The commissioners found that remaining contaminants could threaten the reef's ecosystem. But the worst pollutants, oil and plastic beads, posed a "negligible" risk to the environment.

A monitoring regime will be put in place to measure for adverse effects, controlled by the Bay of Plenty Regional Council and paid for by the consent holder.

"We have fixed, as a condition of consent, a robust and effective form of security to ensure that the cost of monitoring and, where practicable, the remediation of any unacceptable adverse effects on the environment, are met by the consent holder," the commissioners said.

A trust set up by the owners must pay a cash bond of $6.35 million as security, and its insurance company the Swedish Club also had to provide $5 million in surety to cover any potential adverse affects.

The commissioners said leaving the wreck on the reef went against the wishes of many Maori, who considered the site a taonga. At least one iwi has indicated that it will appeal the consent decision.

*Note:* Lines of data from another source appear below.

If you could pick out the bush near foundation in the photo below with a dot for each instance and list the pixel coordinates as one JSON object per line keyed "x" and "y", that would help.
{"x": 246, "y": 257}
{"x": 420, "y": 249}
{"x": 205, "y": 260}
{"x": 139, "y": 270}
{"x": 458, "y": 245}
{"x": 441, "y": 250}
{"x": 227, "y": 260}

But the commissioners also said they did not have the statutory power to order the wreck to be removed. By granting consent, they gave some certainty to a long-running problem and created a "complex and extensive" monitoring regime.

"The certainty factor arising from the granting of the application would be a significant positive outcome," the consent decision said.

"It would guarantee council-controlled surveillance and ongoing management of the wreck and the reef. This would be at the cost of the consent holder. It would be for a period of 20 years from the granting of consent.

"This, with the time lapse since the grounding, would mean a period of approximately 25 years from the grounding. The passage of time would filter out many, if not all, of the physical adverse effects."